Думая о жене Артема, вспомнил Ларису, и стало на сердце еще тяжелее.

Остановился, чтобы выломать себе палку - опираться при ходьбе и следы заравнивать. Надломил подходящую, крутил, вертел, а оторвать так и не хватило сил. Побрел дальше, шаря взглядом по земле - не валяется ли где-нибудь в хворосте. Одну попробовал, другую, но обе оказались трухлявыми. Рассыпались, едва только взял в руки. Но вот все-таки нашел. Удобный сучковатый посох - при надобности и в ход пустить можно. Отец, выросший в лесу, говорил: "Не ходи по лесу босой и без палки".

С посохом шагалось легче. То и дело останавливался и, обернувшись, заметал свои и Артема следы опавшими листьями.

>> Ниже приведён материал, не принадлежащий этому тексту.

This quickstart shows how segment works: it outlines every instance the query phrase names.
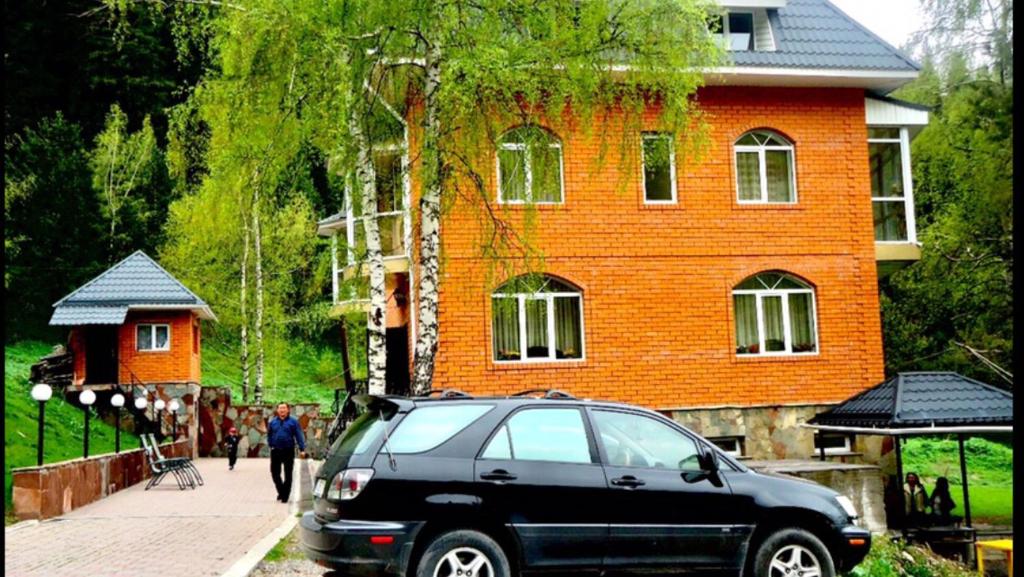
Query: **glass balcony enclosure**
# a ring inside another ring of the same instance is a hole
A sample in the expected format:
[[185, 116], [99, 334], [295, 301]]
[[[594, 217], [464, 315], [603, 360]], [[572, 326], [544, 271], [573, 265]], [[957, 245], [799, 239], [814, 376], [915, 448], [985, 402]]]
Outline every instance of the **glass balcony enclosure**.
[[375, 218], [380, 232], [381, 251], [389, 273], [409, 270], [409, 240], [412, 222], [408, 211], [410, 183], [408, 157], [399, 146], [378, 147], [374, 151], [377, 177], [377, 206], [373, 214], [364, 214], [362, 200], [354, 178], [345, 188], [344, 209], [319, 221], [317, 233], [331, 237], [334, 303], [362, 301], [367, 261], [366, 219]]

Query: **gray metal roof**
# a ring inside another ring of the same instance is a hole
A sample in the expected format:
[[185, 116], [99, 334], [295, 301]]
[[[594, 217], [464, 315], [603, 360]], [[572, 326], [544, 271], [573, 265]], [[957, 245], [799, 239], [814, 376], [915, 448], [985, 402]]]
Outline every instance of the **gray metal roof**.
[[51, 325], [120, 324], [128, 308], [197, 308], [209, 305], [142, 251], [108, 269], [53, 303]]
[[121, 325], [128, 306], [57, 306], [50, 324], [53, 326]]
[[819, 425], [920, 427], [1013, 424], [1014, 396], [952, 372], [899, 373], [816, 415]]
[[741, 67], [912, 72], [921, 67], [828, 0], [768, 10], [774, 51], [730, 52]]

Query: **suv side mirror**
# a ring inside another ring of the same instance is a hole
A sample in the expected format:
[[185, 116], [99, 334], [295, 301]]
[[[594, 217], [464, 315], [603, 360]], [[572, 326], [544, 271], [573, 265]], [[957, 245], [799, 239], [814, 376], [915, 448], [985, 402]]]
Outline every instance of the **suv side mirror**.
[[701, 444], [699, 453], [697, 453], [697, 462], [700, 464], [700, 470], [706, 472], [717, 472], [718, 471], [718, 452], [711, 447]]

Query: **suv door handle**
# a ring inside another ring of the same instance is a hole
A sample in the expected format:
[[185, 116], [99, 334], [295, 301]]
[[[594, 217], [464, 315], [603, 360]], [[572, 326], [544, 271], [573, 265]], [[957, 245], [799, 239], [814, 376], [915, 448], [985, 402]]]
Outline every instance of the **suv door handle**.
[[629, 489], [636, 489], [637, 487], [642, 487], [646, 485], [643, 481], [633, 477], [632, 475], [627, 475], [625, 477], [620, 477], [618, 479], [612, 479], [611, 484], [615, 487], [627, 487]]
[[480, 479], [484, 481], [515, 481], [516, 476], [504, 468], [496, 468], [495, 470], [481, 472]]

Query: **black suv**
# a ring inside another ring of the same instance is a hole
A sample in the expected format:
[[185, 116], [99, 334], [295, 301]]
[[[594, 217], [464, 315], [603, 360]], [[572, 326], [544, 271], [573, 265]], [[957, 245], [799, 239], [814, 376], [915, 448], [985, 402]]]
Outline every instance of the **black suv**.
[[559, 391], [356, 401], [301, 521], [306, 554], [344, 575], [834, 577], [870, 545], [846, 497], [646, 409]]

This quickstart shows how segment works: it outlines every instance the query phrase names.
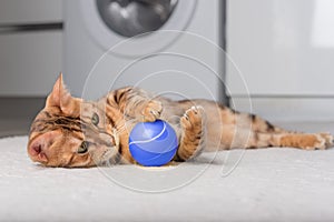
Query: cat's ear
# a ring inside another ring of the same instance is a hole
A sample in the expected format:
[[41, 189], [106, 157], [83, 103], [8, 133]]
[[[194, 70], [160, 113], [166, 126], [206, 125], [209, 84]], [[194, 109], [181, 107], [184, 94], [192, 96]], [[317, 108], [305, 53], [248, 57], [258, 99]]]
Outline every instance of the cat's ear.
[[62, 73], [59, 74], [51, 93], [48, 95], [46, 107], [57, 107], [65, 114], [79, 117], [81, 100], [71, 97], [62, 81]]

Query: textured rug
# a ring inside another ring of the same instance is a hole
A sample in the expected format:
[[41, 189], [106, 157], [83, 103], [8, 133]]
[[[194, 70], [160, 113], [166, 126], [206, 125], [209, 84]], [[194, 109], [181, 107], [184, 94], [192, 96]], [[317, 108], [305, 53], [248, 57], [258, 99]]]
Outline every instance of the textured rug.
[[0, 140], [0, 221], [333, 221], [334, 149], [234, 150], [166, 168], [43, 168]]

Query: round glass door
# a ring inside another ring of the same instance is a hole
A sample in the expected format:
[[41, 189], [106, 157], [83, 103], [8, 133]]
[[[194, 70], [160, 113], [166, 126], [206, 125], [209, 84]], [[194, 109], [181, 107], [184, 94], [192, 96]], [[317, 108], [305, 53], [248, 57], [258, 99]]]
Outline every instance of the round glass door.
[[134, 37], [160, 29], [178, 0], [96, 0], [105, 24], [122, 37]]

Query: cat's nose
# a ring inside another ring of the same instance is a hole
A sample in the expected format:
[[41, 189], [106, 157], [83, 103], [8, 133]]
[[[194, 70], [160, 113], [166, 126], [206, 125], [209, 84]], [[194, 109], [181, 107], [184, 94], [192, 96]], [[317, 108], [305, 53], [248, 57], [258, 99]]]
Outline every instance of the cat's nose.
[[32, 161], [36, 162], [41, 162], [41, 163], [47, 163], [48, 162], [48, 157], [43, 151], [45, 144], [41, 140], [37, 140], [32, 142], [28, 147], [28, 153], [31, 158]]

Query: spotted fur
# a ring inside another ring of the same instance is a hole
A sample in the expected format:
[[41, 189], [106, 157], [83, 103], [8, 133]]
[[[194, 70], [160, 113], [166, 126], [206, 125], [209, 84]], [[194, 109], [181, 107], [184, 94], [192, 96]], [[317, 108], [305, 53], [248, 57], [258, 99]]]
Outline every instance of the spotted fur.
[[129, 132], [137, 122], [156, 119], [168, 121], [177, 132], [175, 161], [187, 161], [202, 151], [267, 147], [314, 150], [333, 144], [328, 133], [289, 132], [213, 101], [171, 101], [131, 87], [111, 91], [98, 101], [84, 101], [70, 95], [60, 75], [31, 124], [28, 154], [48, 167], [136, 163], [129, 152]]

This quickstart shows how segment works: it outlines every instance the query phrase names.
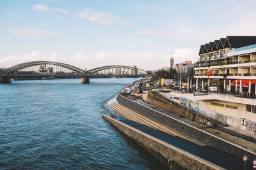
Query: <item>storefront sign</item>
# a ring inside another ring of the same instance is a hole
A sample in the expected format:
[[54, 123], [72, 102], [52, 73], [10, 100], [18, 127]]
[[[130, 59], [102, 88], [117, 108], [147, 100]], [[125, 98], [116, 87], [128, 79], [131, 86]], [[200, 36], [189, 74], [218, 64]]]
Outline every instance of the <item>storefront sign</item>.
[[199, 104], [198, 103], [189, 101], [189, 106], [191, 109], [196, 111], [199, 111]]

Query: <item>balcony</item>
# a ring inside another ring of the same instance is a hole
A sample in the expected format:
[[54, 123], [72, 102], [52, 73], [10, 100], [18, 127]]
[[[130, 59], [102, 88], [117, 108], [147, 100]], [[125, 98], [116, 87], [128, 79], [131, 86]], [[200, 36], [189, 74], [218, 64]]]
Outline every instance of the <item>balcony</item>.
[[241, 63], [247, 63], [247, 62], [250, 62], [250, 60], [241, 60], [238, 63], [241, 64]]

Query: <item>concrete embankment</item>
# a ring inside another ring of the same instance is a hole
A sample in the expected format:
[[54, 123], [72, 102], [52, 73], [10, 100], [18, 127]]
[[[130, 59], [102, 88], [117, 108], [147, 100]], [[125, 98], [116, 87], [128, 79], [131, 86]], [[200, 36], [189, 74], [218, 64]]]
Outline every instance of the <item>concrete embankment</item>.
[[182, 122], [172, 116], [164, 114], [157, 110], [131, 100], [119, 94], [117, 97], [118, 103], [143, 116], [150, 118], [165, 127], [179, 131], [182, 134], [189, 136], [196, 140], [204, 142], [209, 146], [225, 151], [238, 157], [246, 154], [249, 160], [253, 160], [255, 154], [254, 152], [243, 147], [239, 144], [220, 138], [213, 134], [204, 131], [189, 124]]
[[102, 117], [159, 159], [170, 169], [224, 169], [109, 116], [102, 115]]

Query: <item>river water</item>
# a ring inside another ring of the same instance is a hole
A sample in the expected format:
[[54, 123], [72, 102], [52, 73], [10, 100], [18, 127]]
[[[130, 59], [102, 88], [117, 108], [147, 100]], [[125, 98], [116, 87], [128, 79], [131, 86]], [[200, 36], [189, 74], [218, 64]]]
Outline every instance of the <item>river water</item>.
[[102, 103], [136, 78], [0, 84], [0, 169], [163, 169], [102, 118]]

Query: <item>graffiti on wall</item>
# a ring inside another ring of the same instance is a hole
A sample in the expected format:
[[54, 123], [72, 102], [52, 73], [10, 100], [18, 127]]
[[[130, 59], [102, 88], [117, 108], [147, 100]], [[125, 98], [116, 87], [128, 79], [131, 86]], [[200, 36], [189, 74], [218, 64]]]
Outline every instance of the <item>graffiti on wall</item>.
[[242, 125], [246, 127], [247, 131], [256, 133], [256, 124], [254, 122], [241, 118], [240, 123]]
[[189, 106], [191, 109], [199, 111], [199, 104], [194, 101], [189, 101]]
[[180, 97], [180, 102], [181, 104], [185, 104], [186, 106], [188, 105], [188, 100], [186, 99], [185, 99], [185, 97]]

Все чаще и чаще слышалась где-то стрельба. А то вдруг совсем рядом громыхнет телега, резанет слух громкое гортанное слово или свист: фашисты боялись леса и подбадривали себя.

В такие минуты Микола и Артем, как по команде, замирали на месте. Ждали, пока все стихнет, и вновь осторожно шли дальше.

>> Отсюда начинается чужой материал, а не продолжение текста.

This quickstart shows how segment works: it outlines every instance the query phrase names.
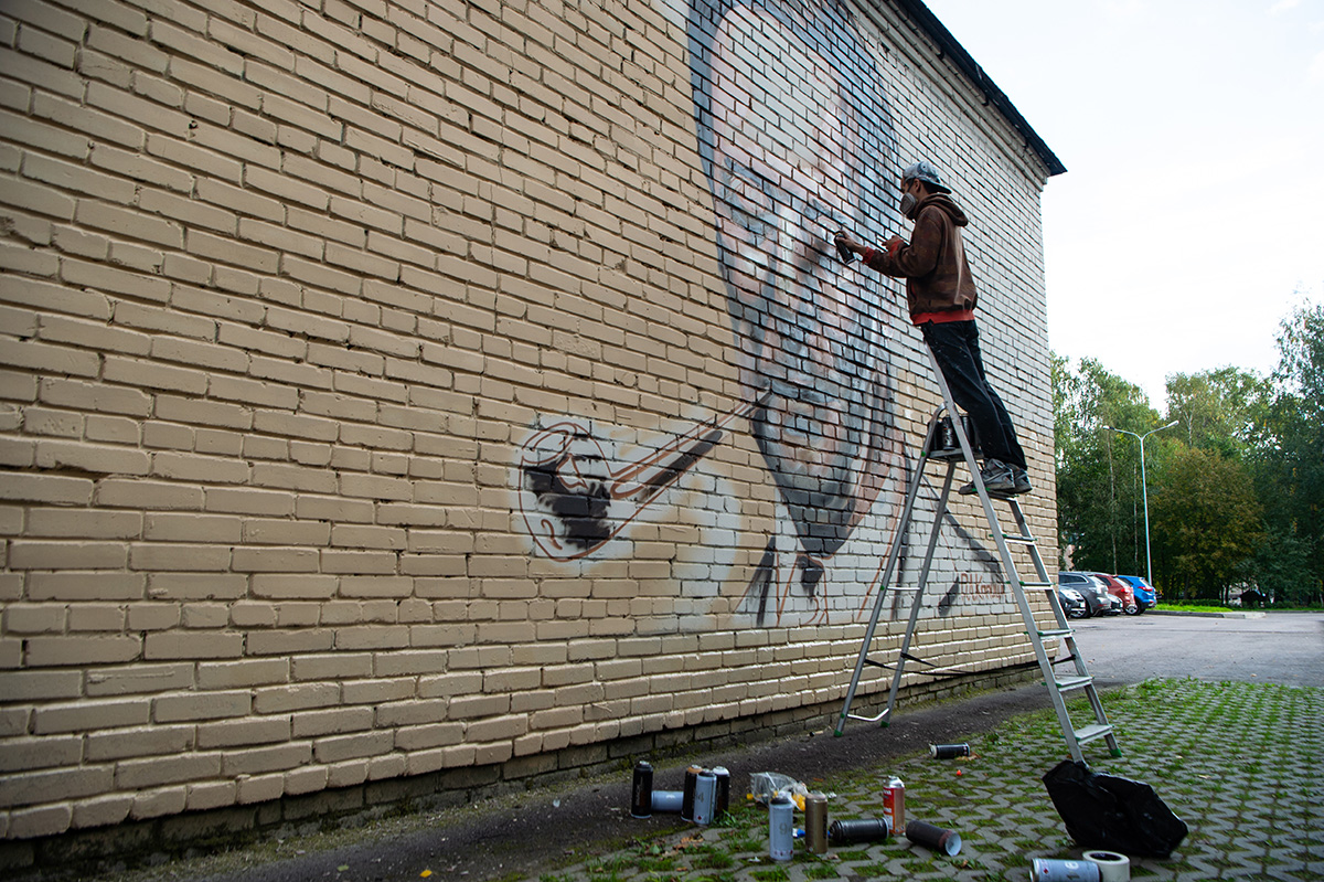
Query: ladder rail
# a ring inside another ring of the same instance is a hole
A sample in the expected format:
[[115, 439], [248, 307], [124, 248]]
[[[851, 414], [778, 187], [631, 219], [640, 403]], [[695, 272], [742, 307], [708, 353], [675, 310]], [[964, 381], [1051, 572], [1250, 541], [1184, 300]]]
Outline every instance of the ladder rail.
[[[882, 577], [878, 580], [878, 596], [874, 597], [874, 612], [869, 617], [869, 626], [865, 628], [865, 641], [859, 646], [859, 658], [855, 660], [855, 671], [850, 677], [850, 686], [846, 689], [846, 701], [842, 703], [841, 716], [837, 720], [837, 735], [841, 735], [846, 727], [846, 718], [850, 716], [850, 706], [855, 701], [855, 690], [859, 689], [861, 674], [863, 674], [865, 665], [869, 662], [869, 648], [874, 645], [874, 632], [878, 628], [878, 618], [883, 612], [887, 589], [891, 585], [891, 580], [896, 569], [896, 562], [900, 559], [900, 548], [906, 540], [906, 526], [911, 522], [911, 516], [915, 511], [915, 499], [919, 497], [920, 477], [924, 473], [924, 450], [928, 449], [928, 444], [933, 438], [935, 429], [936, 426], [931, 422], [928, 426], [928, 436], [924, 440], [924, 446], [920, 448], [920, 453], [915, 458], [915, 466], [911, 471], [911, 486], [906, 493], [906, 505], [902, 506], [902, 519], [898, 522], [899, 526], [896, 528], [896, 535], [892, 538], [892, 548], [887, 554], [887, 563], [883, 565]], [[878, 716], [857, 716], [855, 719], [865, 719], [866, 722], [876, 723], [886, 719], [888, 712], [890, 709], [884, 710]]]
[[[883, 711], [886, 719], [891, 719], [892, 709], [896, 706], [896, 693], [902, 687], [902, 677], [906, 675], [906, 658], [910, 656], [911, 640], [915, 637], [915, 626], [919, 624], [919, 611], [924, 605], [924, 589], [928, 588], [928, 573], [933, 564], [933, 551], [937, 550], [937, 536], [943, 528], [943, 511], [947, 510], [947, 499], [952, 493], [952, 475], [956, 471], [955, 464], [948, 464], [947, 477], [943, 478], [943, 491], [939, 497], [937, 510], [933, 516], [933, 528], [928, 532], [928, 546], [924, 550], [924, 563], [920, 565], [919, 581], [915, 593], [911, 596], [911, 614], [906, 625], [906, 636], [902, 638], [900, 654], [892, 670], [892, 685], [887, 690], [887, 709]], [[919, 481], [916, 481], [916, 485]]]

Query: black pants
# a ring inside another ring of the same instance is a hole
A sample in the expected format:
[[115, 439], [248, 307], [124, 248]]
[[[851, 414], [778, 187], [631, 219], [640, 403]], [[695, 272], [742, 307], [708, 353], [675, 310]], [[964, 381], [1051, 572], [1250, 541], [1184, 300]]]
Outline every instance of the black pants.
[[984, 377], [980, 331], [974, 322], [925, 322], [919, 330], [933, 350], [956, 404], [970, 415], [984, 457], [1023, 469], [1025, 453], [1016, 440], [1012, 417]]

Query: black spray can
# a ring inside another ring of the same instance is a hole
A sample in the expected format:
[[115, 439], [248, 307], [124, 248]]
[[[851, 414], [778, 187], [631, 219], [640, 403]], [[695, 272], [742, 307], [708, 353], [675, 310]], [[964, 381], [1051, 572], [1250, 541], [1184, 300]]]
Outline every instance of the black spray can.
[[731, 810], [731, 772], [726, 765], [718, 765], [712, 769], [712, 775], [718, 779], [718, 810], [712, 816], [716, 821]]
[[694, 788], [699, 784], [699, 772], [703, 768], [698, 765], [691, 765], [685, 769], [685, 789], [681, 791], [681, 820], [692, 821], [694, 820]]
[[928, 755], [933, 759], [957, 759], [970, 755], [970, 746], [965, 742], [960, 744], [929, 744]]
[[849, 821], [833, 821], [828, 828], [828, 841], [833, 845], [851, 842], [882, 842], [887, 838], [887, 818], [863, 817]]
[[906, 825], [906, 838], [918, 845], [956, 857], [961, 852], [961, 834], [935, 824], [911, 821]]
[[718, 776], [703, 769], [694, 781], [694, 822], [712, 824], [718, 820]]
[[653, 764], [647, 760], [639, 760], [634, 764], [630, 817], [653, 817]]

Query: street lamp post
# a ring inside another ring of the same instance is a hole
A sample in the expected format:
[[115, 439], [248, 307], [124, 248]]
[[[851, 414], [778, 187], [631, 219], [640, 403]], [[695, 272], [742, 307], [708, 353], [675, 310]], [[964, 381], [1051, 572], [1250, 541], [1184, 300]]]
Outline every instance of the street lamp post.
[[1174, 425], [1177, 425], [1177, 420], [1173, 420], [1168, 425], [1161, 425], [1157, 429], [1151, 429], [1144, 434], [1136, 434], [1135, 432], [1127, 432], [1125, 429], [1119, 429], [1111, 425], [1103, 426], [1108, 432], [1119, 432], [1121, 434], [1129, 434], [1132, 438], [1140, 438], [1140, 497], [1145, 503], [1145, 581], [1151, 585], [1155, 584], [1155, 571], [1153, 563], [1149, 559], [1149, 489], [1145, 486], [1145, 438], [1155, 432], [1162, 432], [1164, 429], [1170, 429]]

Торопились, а лес постепенно наполнялся голосами чужих солдат. Нужно было где-нибудь укрыться, дождаться ночи и в темноте двигаться дальше. Да и отдохнуть пора - ноги отказывались идти.

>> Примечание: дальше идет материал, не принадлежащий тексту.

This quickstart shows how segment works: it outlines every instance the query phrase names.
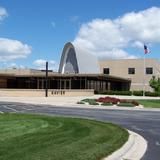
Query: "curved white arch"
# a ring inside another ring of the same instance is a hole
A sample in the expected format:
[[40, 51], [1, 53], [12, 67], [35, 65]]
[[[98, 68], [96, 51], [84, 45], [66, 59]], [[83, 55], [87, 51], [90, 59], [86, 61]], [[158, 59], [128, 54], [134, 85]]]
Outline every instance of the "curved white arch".
[[98, 60], [81, 48], [76, 48], [71, 42], [65, 44], [59, 72], [80, 73], [80, 74], [97, 74], [100, 73]]

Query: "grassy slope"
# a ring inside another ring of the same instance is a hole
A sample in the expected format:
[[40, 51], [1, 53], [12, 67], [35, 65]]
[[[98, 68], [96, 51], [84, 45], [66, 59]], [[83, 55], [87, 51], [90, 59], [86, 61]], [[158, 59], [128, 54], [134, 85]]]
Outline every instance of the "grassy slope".
[[137, 100], [144, 107], [160, 108], [160, 100]]
[[103, 122], [38, 115], [0, 114], [0, 159], [97, 160], [128, 139]]

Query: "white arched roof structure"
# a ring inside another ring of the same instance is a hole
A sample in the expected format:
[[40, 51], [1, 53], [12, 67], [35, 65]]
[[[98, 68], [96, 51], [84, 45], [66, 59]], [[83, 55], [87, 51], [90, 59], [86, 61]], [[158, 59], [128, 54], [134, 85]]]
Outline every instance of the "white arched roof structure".
[[59, 65], [59, 72], [65, 73], [80, 73], [80, 74], [99, 74], [99, 64], [97, 58], [84, 51], [76, 48], [72, 43], [65, 44], [61, 61]]

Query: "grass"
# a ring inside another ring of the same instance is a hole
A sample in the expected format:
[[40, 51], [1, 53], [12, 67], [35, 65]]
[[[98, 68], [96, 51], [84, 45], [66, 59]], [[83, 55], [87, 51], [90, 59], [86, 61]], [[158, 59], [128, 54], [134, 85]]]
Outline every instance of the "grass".
[[119, 107], [134, 107], [134, 105], [132, 103], [123, 103], [121, 102], [120, 104], [117, 104], [117, 106]]
[[112, 103], [102, 103], [101, 105], [102, 105], [102, 106], [113, 106]]
[[0, 114], [2, 160], [99, 160], [127, 139], [126, 130], [110, 123]]
[[83, 99], [81, 102], [87, 102], [90, 105], [99, 105], [99, 103], [96, 102], [96, 99]]
[[160, 108], [160, 100], [136, 100], [146, 108]]

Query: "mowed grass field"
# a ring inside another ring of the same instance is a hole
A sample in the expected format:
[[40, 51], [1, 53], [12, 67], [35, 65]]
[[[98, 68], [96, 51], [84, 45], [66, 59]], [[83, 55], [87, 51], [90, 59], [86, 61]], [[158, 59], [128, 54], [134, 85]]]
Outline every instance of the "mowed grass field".
[[146, 108], [160, 108], [160, 100], [137, 100]]
[[128, 136], [119, 126], [93, 120], [0, 114], [0, 159], [100, 160]]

Поначалу Артем и слышать не хотел об остановке на целый день. Ему казалось, что Микола с ним не считается, хочет навязать что-то сомнительное. Ночью, твердил он, еще легче напороться на патруль. Зная характер Артема, Микола не настаивал, не спорил, а говорил спокойно, с напускным равнодушием: если он, Артем, так считает, пусть дальше идет один. И Артем согласился отдохнуть.

- Где-то здесь есть ручей, - сказал он, указывая на густые заросли лещины в лесном овражке. - Хоть воды вволю напьемся.

Спустились в овражек и сразу отыскали заросший камышом и папоротником ручей. Напились всласть холодной, до ломоты в зубах, воды.

Пошли по воде - на случай погони с собаками. Наконец Микола присмотрел укромное местечко - под кряжистым, плотно сидящим в земле пнем темнела широкая яма - то ли нора какого-то зверя, то ли от неудачного корчевания. Наломали соснового лапника, выстелили им яму, чтоб было помягче и потеплее, улеглись и оставшимися ветвями укрылись, как одеялом. Тесно было, но это не только не мешало, а, наоборот, давало тепло.

Прижались плотнее друг к другу, спина к спине, колени подтянули к подбородку. Уснуть не удавалось: отгоняла сон напряженная обстановка побега, и чувство голода.

Микола спросил:

- А ты верил, что останешься в живых?

- Нет.

- А я знал, что в Бабьем яре не погибну.

- Ты еще и сейчас ничего не знаешь, - возразил Артем.

- А что в Бабьем яре не погибну, знал, - то ли в шутку, то ли всерьез повторил Микола. - Мне цыганка в поезде гадала и говорит: "Ты - везучий. Тебя живого в гроб положат, а ты вырвешься и потом жить будешь долго-долго…" Все хохотали, я смеялся, а вот видишь, запомнил ее слова. Был, можно сказать, в гробу и - вырвался. И теперь буду жить долго.

- Цыганка скажет! - усмехнулся Артем. Потом вздохнул: - Так домой хочется! Жена меня "Артемушкой" звала. Узнает ли теперь?

- По голосу сразу узнает.

- Верно, - согласился Артем, не поняв намека Миколы. - Говорят, голос у человека меньше всего меняется… Кто знает, может быть, ее схватили из-за меня. Или в Германию угнали. Или, того хуже, полицай какой-нибудь прилип.

Микола молчал: ему опять вспомнилась Лариса. Мертвые, остекленевшие глаза, полные нечеловеческого ужаса и небесной синевы.

- Только бы дойти, - продолжал Артем.

А у Миколы перед глазами стояло одно: он несет перед собой на руках холодную, мертвую Ларису, а Топайде фотографирует, и пьяные надзиратели надрываются от хохота.

Артем умолк. А немного погодя снова заговорил, теперь уже еле слышно:

- Это же я… твой Артемушка… Не узнала?.. Открой…

Микола понял: Артем задремал и снится ему родной дом. Вскоре уснул и сам Микола.

Когда проснулся, было уже темно. Нетерпеливо пошевелился, попробовал расправить тяжело набухшие ноги. Встал, сбросил с себя ветки, растолкал товарища. Тот испуганно вскочил, бессмысленно вытаращил глаза - никак не мог сообразить, где он и кто рядом с ним.

- А, это ты, Микола! Надо же! Приснилось, будто только-только вошел в хату тестя, только бросилась жинка навстречу, как вдруг кто-то хвать меня за плечо. Оглянулся - Топайде. Целится из пистолета прямо в глаз… Фу-ты, ну-ты! До каких же пор эта нечисть не будет давать людям спокойно спать?

- Теперь тебе легче идти, - сказал Микола, - ты ведь уже повидался с женой!